Mac Miller’s album gives closure to fans

Roundtrip: Late Recording artist’s family invites listeners inside his mind before his passing 

Coby Daniel

Staff writer

Not everyone’s thoughts can be shared with the world, especially phosthumously. However, artists’ ideas  can survive in tangible form to be shared even after they’ve gone.  

On Jan. 17,  the posthumous album Circles was released by Malcolm “Mac Miller” McCormick, an artist from Pittsburgh, Michigan.

His family sent a press release on  Jan. 8 ahead of the lead single, Good News, which was released the following day. 

“This is a complicated process that has no right answer,” the McCormicks wrote. “We simply know it was important to Malcolm for the world to hear it.” 

Sometimes with posthumous albums, a death is so abrupt that the album sounds incomplete. The idea is there, but it is not able to be fleshed out because the artist no longer is.

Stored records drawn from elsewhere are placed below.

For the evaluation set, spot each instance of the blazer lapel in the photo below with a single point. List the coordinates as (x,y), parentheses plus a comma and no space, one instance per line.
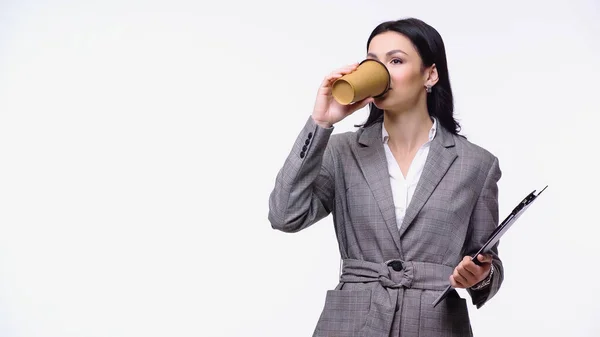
(373,163)
(441,155)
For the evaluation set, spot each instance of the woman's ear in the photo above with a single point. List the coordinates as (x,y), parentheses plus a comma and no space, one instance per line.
(431,76)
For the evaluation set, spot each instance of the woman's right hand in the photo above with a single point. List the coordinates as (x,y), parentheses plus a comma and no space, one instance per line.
(327,110)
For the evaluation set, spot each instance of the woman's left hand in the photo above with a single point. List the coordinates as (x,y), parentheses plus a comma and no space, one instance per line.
(468,274)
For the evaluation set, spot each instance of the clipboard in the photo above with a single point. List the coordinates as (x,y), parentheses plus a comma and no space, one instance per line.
(496,234)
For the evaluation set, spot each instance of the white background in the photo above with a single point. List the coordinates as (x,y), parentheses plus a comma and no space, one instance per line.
(139,142)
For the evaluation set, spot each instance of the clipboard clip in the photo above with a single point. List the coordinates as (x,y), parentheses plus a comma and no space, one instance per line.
(496,234)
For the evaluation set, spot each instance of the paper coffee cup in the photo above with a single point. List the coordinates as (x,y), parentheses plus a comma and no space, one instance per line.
(370,79)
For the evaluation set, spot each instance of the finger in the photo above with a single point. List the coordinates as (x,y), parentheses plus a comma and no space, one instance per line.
(452,282)
(464,271)
(341,72)
(461,280)
(485,258)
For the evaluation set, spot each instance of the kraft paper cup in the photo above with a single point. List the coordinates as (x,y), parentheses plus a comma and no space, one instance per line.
(370,79)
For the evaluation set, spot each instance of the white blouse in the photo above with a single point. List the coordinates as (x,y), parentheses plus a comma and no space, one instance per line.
(403,188)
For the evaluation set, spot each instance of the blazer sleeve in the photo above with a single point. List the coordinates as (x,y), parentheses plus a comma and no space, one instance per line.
(304,186)
(484,220)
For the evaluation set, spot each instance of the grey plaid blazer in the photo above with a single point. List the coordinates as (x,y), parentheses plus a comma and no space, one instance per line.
(391,274)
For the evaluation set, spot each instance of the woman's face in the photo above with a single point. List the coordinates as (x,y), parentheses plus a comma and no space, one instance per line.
(408,78)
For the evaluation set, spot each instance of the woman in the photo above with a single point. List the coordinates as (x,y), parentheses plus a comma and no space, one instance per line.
(411,199)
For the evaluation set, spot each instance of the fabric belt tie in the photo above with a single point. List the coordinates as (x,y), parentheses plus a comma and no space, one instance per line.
(394,276)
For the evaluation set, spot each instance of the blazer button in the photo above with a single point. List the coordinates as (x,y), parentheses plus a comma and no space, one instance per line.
(396,265)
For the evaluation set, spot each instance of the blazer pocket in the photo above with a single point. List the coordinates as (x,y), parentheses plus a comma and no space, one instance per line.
(449,318)
(344,314)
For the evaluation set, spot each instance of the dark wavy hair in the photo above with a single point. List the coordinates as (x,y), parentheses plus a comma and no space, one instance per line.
(430,46)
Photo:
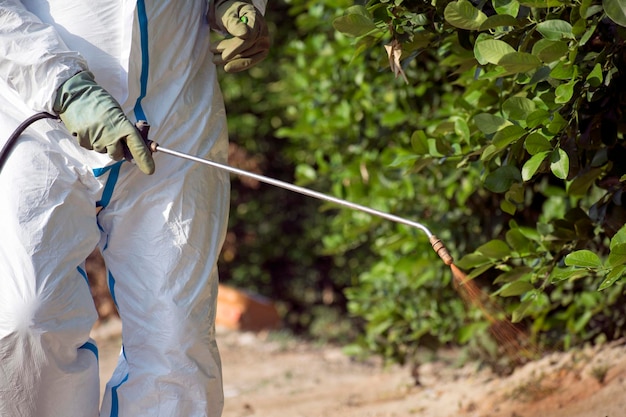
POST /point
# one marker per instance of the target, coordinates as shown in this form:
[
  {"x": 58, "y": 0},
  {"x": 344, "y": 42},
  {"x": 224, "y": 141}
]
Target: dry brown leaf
[{"x": 394, "y": 52}]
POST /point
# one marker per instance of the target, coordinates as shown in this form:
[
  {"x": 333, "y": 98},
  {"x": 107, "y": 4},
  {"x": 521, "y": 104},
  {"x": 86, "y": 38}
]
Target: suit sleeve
[{"x": 34, "y": 60}]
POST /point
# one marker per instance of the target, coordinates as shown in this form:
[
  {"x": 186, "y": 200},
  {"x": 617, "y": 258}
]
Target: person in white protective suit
[{"x": 102, "y": 65}]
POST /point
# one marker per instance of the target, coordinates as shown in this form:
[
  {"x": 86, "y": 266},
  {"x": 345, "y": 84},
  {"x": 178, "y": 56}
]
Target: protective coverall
[{"x": 160, "y": 235}]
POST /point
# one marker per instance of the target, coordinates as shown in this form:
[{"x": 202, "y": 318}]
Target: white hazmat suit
[{"x": 160, "y": 235}]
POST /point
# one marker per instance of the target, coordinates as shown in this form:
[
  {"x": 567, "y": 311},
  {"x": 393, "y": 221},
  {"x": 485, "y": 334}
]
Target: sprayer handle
[{"x": 143, "y": 127}]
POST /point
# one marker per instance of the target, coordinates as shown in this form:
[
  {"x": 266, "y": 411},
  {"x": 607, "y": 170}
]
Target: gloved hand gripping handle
[{"x": 143, "y": 128}]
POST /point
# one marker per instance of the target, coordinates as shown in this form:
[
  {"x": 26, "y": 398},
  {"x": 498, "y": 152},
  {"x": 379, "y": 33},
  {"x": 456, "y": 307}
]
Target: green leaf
[
  {"x": 518, "y": 242},
  {"x": 516, "y": 62},
  {"x": 473, "y": 260},
  {"x": 541, "y": 4},
  {"x": 564, "y": 92},
  {"x": 595, "y": 77},
  {"x": 537, "y": 118},
  {"x": 617, "y": 256},
  {"x": 513, "y": 275},
  {"x": 555, "y": 29},
  {"x": 305, "y": 172},
  {"x": 510, "y": 7},
  {"x": 530, "y": 167},
  {"x": 520, "y": 312},
  {"x": 550, "y": 50},
  {"x": 504, "y": 137},
  {"x": 489, "y": 123},
  {"x": 499, "y": 20},
  {"x": 419, "y": 142},
  {"x": 518, "y": 108},
  {"x": 502, "y": 178},
  {"x": 582, "y": 321},
  {"x": 563, "y": 71},
  {"x": 515, "y": 288},
  {"x": 569, "y": 273},
  {"x": 618, "y": 238},
  {"x": 559, "y": 163},
  {"x": 508, "y": 207},
  {"x": 615, "y": 10},
  {"x": 356, "y": 22},
  {"x": 581, "y": 184},
  {"x": 536, "y": 142},
  {"x": 463, "y": 15},
  {"x": 583, "y": 258},
  {"x": 495, "y": 249},
  {"x": 612, "y": 277},
  {"x": 491, "y": 51}
]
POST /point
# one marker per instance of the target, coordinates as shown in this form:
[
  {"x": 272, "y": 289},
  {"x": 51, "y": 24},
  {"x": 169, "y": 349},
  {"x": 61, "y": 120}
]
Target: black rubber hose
[{"x": 10, "y": 143}]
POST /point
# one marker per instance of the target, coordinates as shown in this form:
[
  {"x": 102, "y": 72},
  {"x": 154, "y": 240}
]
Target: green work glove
[
  {"x": 249, "y": 42},
  {"x": 98, "y": 122}
]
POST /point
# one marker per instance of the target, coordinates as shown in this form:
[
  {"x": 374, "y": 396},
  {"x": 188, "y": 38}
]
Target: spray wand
[
  {"x": 435, "y": 242},
  {"x": 143, "y": 127}
]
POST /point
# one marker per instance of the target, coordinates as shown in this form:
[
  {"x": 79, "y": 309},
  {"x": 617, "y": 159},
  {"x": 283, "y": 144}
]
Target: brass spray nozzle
[{"x": 441, "y": 250}]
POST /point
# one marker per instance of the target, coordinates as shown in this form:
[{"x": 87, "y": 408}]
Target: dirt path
[{"x": 273, "y": 377}]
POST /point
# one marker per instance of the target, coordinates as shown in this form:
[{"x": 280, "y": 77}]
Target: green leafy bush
[{"x": 534, "y": 121}]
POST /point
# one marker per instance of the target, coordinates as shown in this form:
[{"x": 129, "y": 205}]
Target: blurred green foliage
[{"x": 502, "y": 131}]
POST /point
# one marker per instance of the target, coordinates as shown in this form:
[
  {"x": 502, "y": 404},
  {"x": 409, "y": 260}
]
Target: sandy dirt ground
[{"x": 270, "y": 376}]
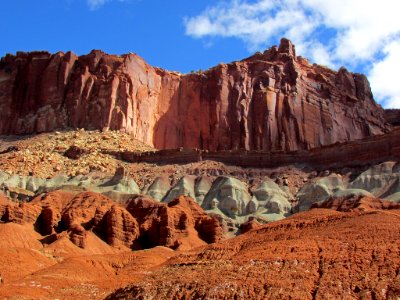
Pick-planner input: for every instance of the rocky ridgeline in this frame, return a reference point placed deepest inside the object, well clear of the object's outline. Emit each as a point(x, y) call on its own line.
point(270, 101)
point(72, 152)
point(233, 201)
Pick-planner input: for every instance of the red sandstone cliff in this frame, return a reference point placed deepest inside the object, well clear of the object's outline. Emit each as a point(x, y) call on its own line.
point(269, 101)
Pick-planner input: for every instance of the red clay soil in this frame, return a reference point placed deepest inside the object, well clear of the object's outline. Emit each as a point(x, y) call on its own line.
point(320, 254)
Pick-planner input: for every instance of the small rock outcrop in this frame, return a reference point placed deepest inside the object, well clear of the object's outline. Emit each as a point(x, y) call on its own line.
point(179, 224)
point(143, 223)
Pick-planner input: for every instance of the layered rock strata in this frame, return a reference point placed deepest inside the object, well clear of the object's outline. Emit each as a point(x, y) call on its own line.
point(270, 101)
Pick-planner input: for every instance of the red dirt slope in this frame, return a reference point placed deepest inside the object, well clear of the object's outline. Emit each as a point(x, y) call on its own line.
point(320, 254)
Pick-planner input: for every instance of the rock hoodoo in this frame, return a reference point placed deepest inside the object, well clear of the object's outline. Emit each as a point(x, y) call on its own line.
point(269, 101)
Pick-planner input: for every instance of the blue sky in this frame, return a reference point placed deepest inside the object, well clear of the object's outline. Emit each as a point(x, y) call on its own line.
point(182, 35)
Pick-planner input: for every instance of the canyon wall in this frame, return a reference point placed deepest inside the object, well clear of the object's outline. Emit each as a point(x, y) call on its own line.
point(369, 150)
point(271, 101)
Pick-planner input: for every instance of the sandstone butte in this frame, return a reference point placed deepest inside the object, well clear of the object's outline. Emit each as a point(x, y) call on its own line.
point(270, 101)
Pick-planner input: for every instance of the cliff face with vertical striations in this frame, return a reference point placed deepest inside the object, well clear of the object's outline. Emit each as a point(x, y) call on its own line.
point(269, 101)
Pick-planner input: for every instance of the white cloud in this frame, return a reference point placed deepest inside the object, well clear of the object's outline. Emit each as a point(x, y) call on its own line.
point(333, 33)
point(384, 76)
point(95, 4)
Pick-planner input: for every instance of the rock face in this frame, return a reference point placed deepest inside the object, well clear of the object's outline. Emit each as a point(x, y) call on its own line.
point(179, 224)
point(392, 116)
point(269, 101)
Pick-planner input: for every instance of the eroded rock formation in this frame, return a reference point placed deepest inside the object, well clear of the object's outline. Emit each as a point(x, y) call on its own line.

Circles is not crippled with the fact that Miller passed. A circle is normally seen as a sign of completion, and Circles has a certainty about it that feels whole. 

The album showcases glimpses of Miller’s state of mind during the recording process. There are many themes in the album that seem to be used as petals, but the flower itself is self-reflection. 

There no sorrow in the body of work. Miller rapped and sang about what he felt were flaws, but he never uses them as a crutch in this album. He understands why he has his problems, but he is also open to grow from them. 

“I’ve spent my life living with a lot of regrets,” Miller rapped. “You throw me off my high horse, I’ll probably fall to my death.” 

When a person is dealing with egoism and regrets, there is normally a form of isolation soon to follow. 

Miller sings about his mental space being cluttered and uncleanable, but two songs later, he sings about cleaning out his head. He talks about building a healthy relationship but also melodically raps, “Why I gotta build something beautiful just to go set it on fire.” 

Miller’s thoughts are so conflicting that it feels like two different perspectives are being shown. 

Circles does not feel like an album that was made by a man who was excited to go on tour, but a man who needed a release – a man who’s second to last message to the world via Twitter was “I just want to go on tour.” 

Circles feels like a reflection of someone who did not have anywhere to turn while dealing with personal problems.

Listening to Circles feels bittersweet for many reasons. To hear someone wanting to advance in their life after they have already died, especially an accidental death, feels like an invasion of privacy when the message is so honest. 

Circles sounds like the last records of an honest man continuing to figure it out. It sounds like a look in the mirror and being comfortably uncomfortable with personal flaws. 

During an interview on Sirius XM radio station Sway In The Morning for his 2016 album ‘Divine Feminine,’ Miller said, “If you want to take care of those around you, take care of yourself first.”